A norma constante do art.º 2039.º do Cód. Civil tem de ser sistematicamente interpretada, por forma a que se harmonize com as demais que dispõem acerca da abertura da sucessão e dos pressupostos da vocação sucessória dos sucessíveis. Se ninguém discutiria que os descendentes em 2.º grau do repudiante não podiam ser tratados da mesma forma que os seus descendentes em 1.º grau, por haver que compaginar o art.º 2039.º do Cód. Civil com o art.º 2135.º ex vi do art.º 2157.º do mesmo diploma legal, cremos que também é indiscutível que a lei teria de balizar o momento temporalmente relevante para a consideração dos descendentes de sucessível repudiante, sob pena de intolerável incerteza e insegurança jurídicas.

A ilegitimidade passiva tem como consequência a absolvição da instância (art.º (art.ºs 577.º, al. e) e 278.º, n.º 1, al. d) do CPC).

Nestes termos e com os fundamentos que antecedem, declaro que DD e CC não têm legitimidade para figurar como interessadas directas no inventário para partilha da herança aberta por óbito de AA e, consequentemente, absolvo as mesmas da instância.

De tal decisão veio interpor recurso DD, terminando as suas alegações com as seguintes conclusões:

“1. Tendo o autor da herança em causa nos autos, AA, falecido em ../../1996, tendo-lhe sucedido como seu filho, entre outros sucessores, EE e tendo este seu filho, em 11-01-2012, em violação do art. 2059.º, n.º 1, do Cód.
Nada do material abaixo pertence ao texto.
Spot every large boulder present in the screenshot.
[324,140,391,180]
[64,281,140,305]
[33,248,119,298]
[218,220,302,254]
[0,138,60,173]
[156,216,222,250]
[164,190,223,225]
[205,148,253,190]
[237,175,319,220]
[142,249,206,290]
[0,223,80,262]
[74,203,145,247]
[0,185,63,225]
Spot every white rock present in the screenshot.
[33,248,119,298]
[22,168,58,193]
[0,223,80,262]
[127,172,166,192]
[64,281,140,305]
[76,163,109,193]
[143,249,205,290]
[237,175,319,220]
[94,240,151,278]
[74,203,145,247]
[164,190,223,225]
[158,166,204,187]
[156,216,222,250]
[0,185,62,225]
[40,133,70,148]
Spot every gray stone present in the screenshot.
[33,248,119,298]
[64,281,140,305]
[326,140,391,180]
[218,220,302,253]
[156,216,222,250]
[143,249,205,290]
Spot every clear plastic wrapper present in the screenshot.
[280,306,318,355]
Civil, repudiado á herança do referido pai, então, no exercício e por efeito do direito de representação, cabe às filhas do repudiante, DD e CC, assumir naquela herança a posição que cabia ao repudiante.
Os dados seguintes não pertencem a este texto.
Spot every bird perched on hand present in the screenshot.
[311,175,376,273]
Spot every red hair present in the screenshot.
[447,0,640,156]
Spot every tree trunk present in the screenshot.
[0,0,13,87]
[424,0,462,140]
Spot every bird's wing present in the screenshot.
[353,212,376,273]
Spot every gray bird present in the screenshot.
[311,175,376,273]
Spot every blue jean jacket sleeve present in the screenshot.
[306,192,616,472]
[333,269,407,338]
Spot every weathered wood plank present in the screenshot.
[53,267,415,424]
2. O facto das referidas filhas do repudiante terem nascido após o óbito do autor da herança, tal facto não é impeditivo dessa representação e da assunção, pelas referidas filhas, da posição hereditária que cabia ao repudiante, seu pai, naquela herança.

3. Ao julgar as referidas filhas do repudiante como parte ilegítimas para o processo de inventário supra referenciado e ao absolvê-las da instância de tal processo, com fundamento do facto delas não serem ainda nascidas á data do óbito do inventariado, autor da herança em causa, o Tribunal recorrido interpretou incorrectamente e violou as normas dos artigos 2039.º a 2045.º, 2049.º, n.º 3, 2062.º e 2067.º, todos do Cód. Civil.”

Pelo Ministério Público foram apresentadas contra-alegações, defendendo a manutenção da decisão recorrida.

Foram dispensados os vistos ao abrigo do art. 657º nº4 do CPC.

Considerando que o objeto do recurso, sem prejuízo de eventuais questões de conhecimento oficioso, é delimitado pelas suas conclusões (arts. 635º nº4 e 639º nº1 do CPC), há apenas uma questão a tratar: apurar se DD, filha de EE, deve figurar no inventário como interessada na herança aberta por óbito de AA.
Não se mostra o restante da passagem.